Russia rising as a medical tourism destination

Leo Bokeriya, cardiac surgeon, academician and director of the Bakulev Scientific Center of Cardiovascular Surgery, during a surgical operation. By Russia President Vladimir Putin's executive order, Bokeriya has been awarded with the Order of Alexander Nevsky.

Leo Bokeriya, cardiac surgeon, academician and director of the Bakulev Scientific Center of Cardiovascular Surgery, during a surgical operation. By Russia President Vladimir Putin's executive order, Bokeriya has been awarded with the Order of Alexander Nevsky.

Iliya Pitalev/RIA Novosti
An increasing number of foreigners are seeking treatment in Russia, says an advisor to the health ministry. Four times as many non-Russians came to the country for medical help in 2015 than in 2014.

For treatment to Russia: That is an increasing refrain among foreigners.  Igor Lanskoi, advisor to the Russian health minister, said the number of foreigners coming to the country as medical tourists is on the rise, and has brought the state billions of rubles in extra revenue.

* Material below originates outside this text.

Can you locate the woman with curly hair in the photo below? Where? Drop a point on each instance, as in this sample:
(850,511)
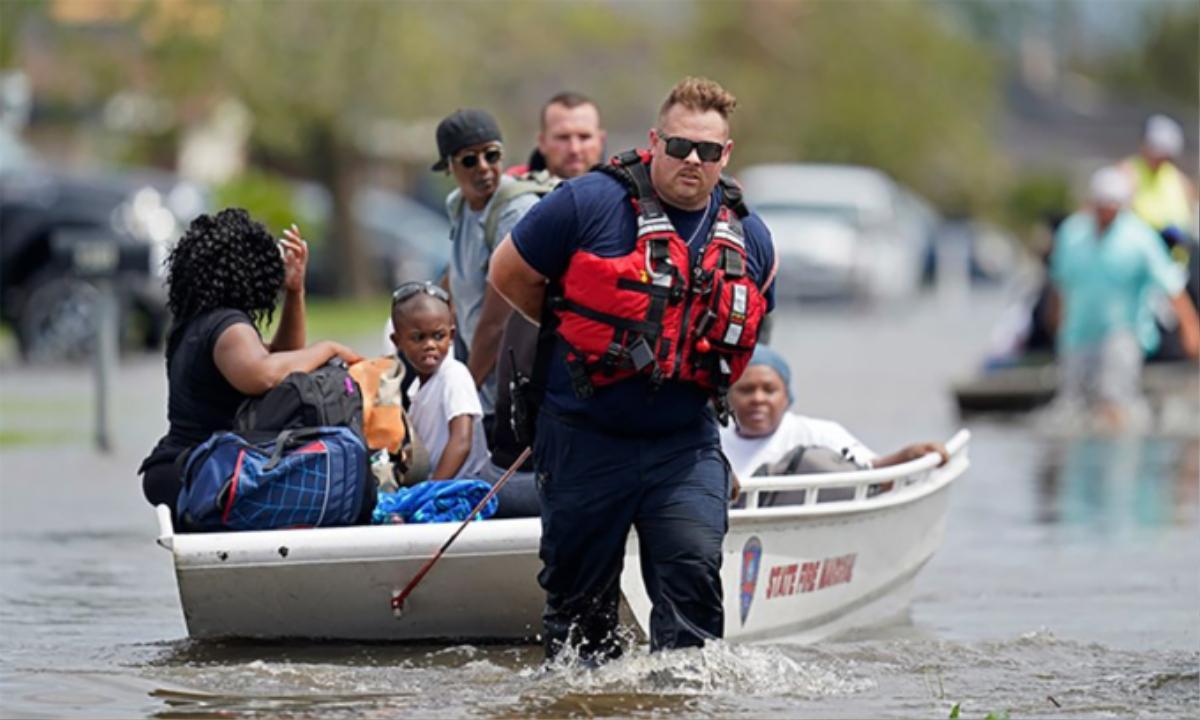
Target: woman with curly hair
(223,281)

Lanskoi was speaking on the issue of the growing number of foreigners coming to Russia for medical treatment in an interview with the business daily Kommersant.

He said such travellers added from 7 to 10 billion rubles ($108-154 million) last year to the state exchequer. Health Minister Veronika Skvortsova said that in 2015, the number of foreigners who underwent treatment in Russia increased fourfold compared to 2014.

Earlier, only citizens from the former Soviet republics would come to Russia for medical treatment but Americans are also becoming more interested in Russian treatments now, said David Melik-Guseinov, director of the Federal Research Institute for Health Organization.

"Citizens of neighbouring countries, CIS countries, come to Russia. That is the way it was historically, back in the Soviet times: the best medicine was concentrated in Moscow. But lately, foreigners from faraway countries have also been coming to Russia,” he said, adding  that he had seen “several Americans” at the Federal Centre for Orthopaedics and Traumatology in the city of Kurgan (1,080 miles east of Moscow).

“I was amazed to hear people speak English, not in some special expat clinic in Moscow, but in an ordinary hospital. Perhaps the level of service is lagging behind in some areas, but from the viewpoint of clinical treatment, the quality of medical assistance in our institutes is just as good. That is why people choose places that are cheaper - they're more advantageous," said Melik-Guseinov.

Treatment four times as cheap

Specialists surveyed by Kommersant FM underlined that the foreign demand for Russian medicine is growing because of the weak ruble. Treatment and the accompanying services in the country are now four times as cheap as they are in the West, said Yakov Margolin, general director of the Clinical Hospital in Yauza.

“When someone wants to undergo treatment in his own country but his insurance doesn't cover it, he gets angry and chooses to come to Russia since here he can receive the same medical services at a much lower price, especially outside Moscow. We have unique services for which people come to us, services in reproductive medicine, in which for relatively little money we solve serious problems, helping people to have children," explained Margolin.

Sanatoriums don't advertise enough

However, representatives of Russian sanatoriums interviewed by the Kommersant FM radio station complained that, unlike clinics, they have not seen an increase in the number of foreign guests.

Such institutions just do not have enough good advertising, said Galina Nazarova, vice president of the Central Council for Tourism and Recreation.

"We don't have foreigners, except people from Azerbaijan and from our former republics, who have traditionally come to Kislovodsk [850 miles south of Moscow]. They love Mineralnye Vody [830 miles south of Moscow] and are very happy to go there for treatments. But in Sochi [845 miles south of Moscow], as well as in the Moscow suburbs, we haven't seen any foreigners,” said Nazarova.

She added that “when things calm down” in Crimea, it would be possible to get good treatment on the peninsula: “When things are resolved, I think people will really want to go there,” she said.

In the latest ranking, conducted by Visa, of the most attractive countries for medical tourism Russia was ranked 34th of the 41 countries listed. The top three positions have for many years now been dominated by Canada, the UK and Israel.